Israël souffre du syndrome hollandais
La résilience de l’économie israélienne en temps de guerre n’est plus à démontrer. En revanche, c’est une économie qui souffre de son succès ; rien de grave, mais une situation qui interroge sur l’origine de son mal et les remèdes pour retrouver une santé durable.
Alors qu’Israël vient de célébrer son 78e anniversaire, les performances de l’économie israélienne se multiplient : après deux années de pause, la croissance du PIB redémarre rapidement, notamment relancée par la consommation privée et l’investissement.
Depuis le cessez-le-feu sur le front iranien, le shekel aussi s’est renforcé et il s’est même emballé ; pour la première fois en 31 ans, le dollar est passé sous la barre des 3 shekels, reflet d’un contexte géopolitique favorable.
En revanche, lorsque la monnaie est forte, l’industrie locale a du mal à exporter et les risques économiques sont majeurs. Les économistes ont donné un nom à ce phénomène : le « syndrome hollandais ». L’abondance de devises entraîne une appréciation de la monnaie nationale, rendant certaines activités moins compétitives et pouvant même provoquer une désindustrialisation et du chômage.
Inspirée du cas des Pays-Bas des années 1960, l’expression « syndrome hollandais » (ou « maladie hollandaise ») est utilisée pour désigner les conséquences nuisibles provoquées par l’afflux de devises lié, notamment, aux exportations de ressources naturelles.
Afflux de billets verts
L’économie israélienne présente aujourd’hui un des symptômes de la maladie hollandaise : il y a beaucoup trop de dollars qui entrent et circulent en Israël, beaucoup plus que le pays ne peut en absorber.
A l’origine de cet afflux de billets verts :
- les exportations de gaz qui vont en augmentant, notamment vers l’Egypte ;
- les exportations des industries militaires qui se sont accrues depuis la guerre à Gaza et en Iran ;
- la vente d’entreprises israéliennes à des investisseurs étrangers (pour environ 60 milliards de dollars en 2025) ;
- le taux d’intérêt élevé de la banque centrale qui attire les capitaux étrangers en Israël et notamment à la Bourse de Tel Aviv.

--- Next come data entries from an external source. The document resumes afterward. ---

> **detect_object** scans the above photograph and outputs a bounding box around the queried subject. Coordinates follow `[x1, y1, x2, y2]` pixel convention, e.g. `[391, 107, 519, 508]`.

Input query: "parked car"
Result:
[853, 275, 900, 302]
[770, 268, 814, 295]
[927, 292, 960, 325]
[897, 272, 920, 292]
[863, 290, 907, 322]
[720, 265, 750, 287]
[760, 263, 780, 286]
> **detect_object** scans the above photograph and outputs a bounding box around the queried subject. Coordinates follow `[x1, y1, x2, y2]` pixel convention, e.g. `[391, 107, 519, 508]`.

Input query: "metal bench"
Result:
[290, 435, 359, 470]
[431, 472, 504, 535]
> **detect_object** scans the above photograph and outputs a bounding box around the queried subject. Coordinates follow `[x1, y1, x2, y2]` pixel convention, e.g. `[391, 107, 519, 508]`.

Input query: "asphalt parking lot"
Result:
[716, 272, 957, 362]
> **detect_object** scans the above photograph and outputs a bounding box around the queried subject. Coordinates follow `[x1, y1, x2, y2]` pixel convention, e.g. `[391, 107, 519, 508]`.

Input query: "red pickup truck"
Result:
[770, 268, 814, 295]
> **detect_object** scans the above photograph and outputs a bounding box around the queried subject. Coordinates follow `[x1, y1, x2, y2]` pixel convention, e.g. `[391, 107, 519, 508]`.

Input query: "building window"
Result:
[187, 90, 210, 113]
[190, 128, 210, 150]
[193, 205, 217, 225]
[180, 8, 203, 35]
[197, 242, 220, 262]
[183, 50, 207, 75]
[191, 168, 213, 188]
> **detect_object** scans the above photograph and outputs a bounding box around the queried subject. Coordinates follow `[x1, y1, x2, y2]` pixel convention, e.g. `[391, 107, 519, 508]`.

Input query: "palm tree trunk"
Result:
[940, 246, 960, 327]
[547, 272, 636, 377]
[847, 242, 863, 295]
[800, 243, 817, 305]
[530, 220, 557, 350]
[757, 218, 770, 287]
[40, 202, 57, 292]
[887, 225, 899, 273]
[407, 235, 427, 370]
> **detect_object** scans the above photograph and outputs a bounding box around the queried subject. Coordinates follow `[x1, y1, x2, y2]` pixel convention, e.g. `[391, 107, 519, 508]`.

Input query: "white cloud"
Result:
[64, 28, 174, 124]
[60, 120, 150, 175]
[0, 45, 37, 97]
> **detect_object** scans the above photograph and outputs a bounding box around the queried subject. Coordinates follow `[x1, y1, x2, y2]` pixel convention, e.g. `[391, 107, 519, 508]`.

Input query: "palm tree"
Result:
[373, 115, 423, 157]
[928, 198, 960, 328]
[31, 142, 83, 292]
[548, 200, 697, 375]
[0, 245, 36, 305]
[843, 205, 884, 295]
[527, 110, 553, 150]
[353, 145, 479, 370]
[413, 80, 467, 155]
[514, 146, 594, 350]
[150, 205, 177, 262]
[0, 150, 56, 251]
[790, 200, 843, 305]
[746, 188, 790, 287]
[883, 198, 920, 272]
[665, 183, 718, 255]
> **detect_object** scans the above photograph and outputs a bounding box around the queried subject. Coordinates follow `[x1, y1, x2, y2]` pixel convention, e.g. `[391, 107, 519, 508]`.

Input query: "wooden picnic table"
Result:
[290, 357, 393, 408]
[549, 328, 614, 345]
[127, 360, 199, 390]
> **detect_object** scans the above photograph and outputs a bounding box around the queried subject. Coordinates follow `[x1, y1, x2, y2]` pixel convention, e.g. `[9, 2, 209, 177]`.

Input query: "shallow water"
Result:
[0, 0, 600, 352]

Si le shekel est fort, ce n’est pas seulement pour des raisons locales. C’est aussi parce l’incertitude géopolitique qu’entretient le président Trump incite les investisseurs américains à vendre leurs dollars pour investir ailleurs.
Bref, Israël croule sous l’afflux de dollars : la Banque centrale accumule des réserves qui battent tous leurs records en dépassant 230 milliards de dollars au début 2026.
Rançon du succès
Le cours d’une monnaie dépend surtout du niveau de l’offre et de la demande : lorsqu’il y a trop de dollars en circulation en Israël, sa valeur baisse et, mécaniquement, la valeur du shekel monte.
Le prix à payer pour faire face à cet afflux de dollars va en s’alourdissant ; il nuit à des pans entiers de l’économie d’Israël qui souffrent d’un shekel trop fort :
- les industries israéliennes deviennent moins compétitives et perdent des parts de marché à l’exportation,
- le secteur de la haute technologie exporte ses biens et services en dollars mais paie des salaires en shekels,
- le consommateur israélien préfère acheter des articles importés de l’étranger (moins chers) et délaisse les produits locaux (plus chers).
- le touriste étranger paie plus cher son séjour en Israël, ce qui handicape le secteur touristique et hôtelier déjà ralenti par deux ans et demi de guerre.
Lorsque des industries locales peinent et envisagent de transférer leurs activités à l’étranger, c’est toute l’économie israélienne qui perdra en emplois, en recettes fiscales et en revenus.
Double tranchant
Autrement dit, la force du shekel est une fierté nationale mais elle est aussi une arme à double tranchant :
- elle abaisse le prix des importations, situation qui profite surtout aux importateurs qui ne répercutent pas toujours la baisse des prix sur le consommateur,
- elle porte préjudice aux entreprises exportatrices et plus particulièrement aux technologies de pointe, secteur considéré comme le moteur de l’économie israélienne.
À 78 ans, l’économie israélienne est malade de son succès.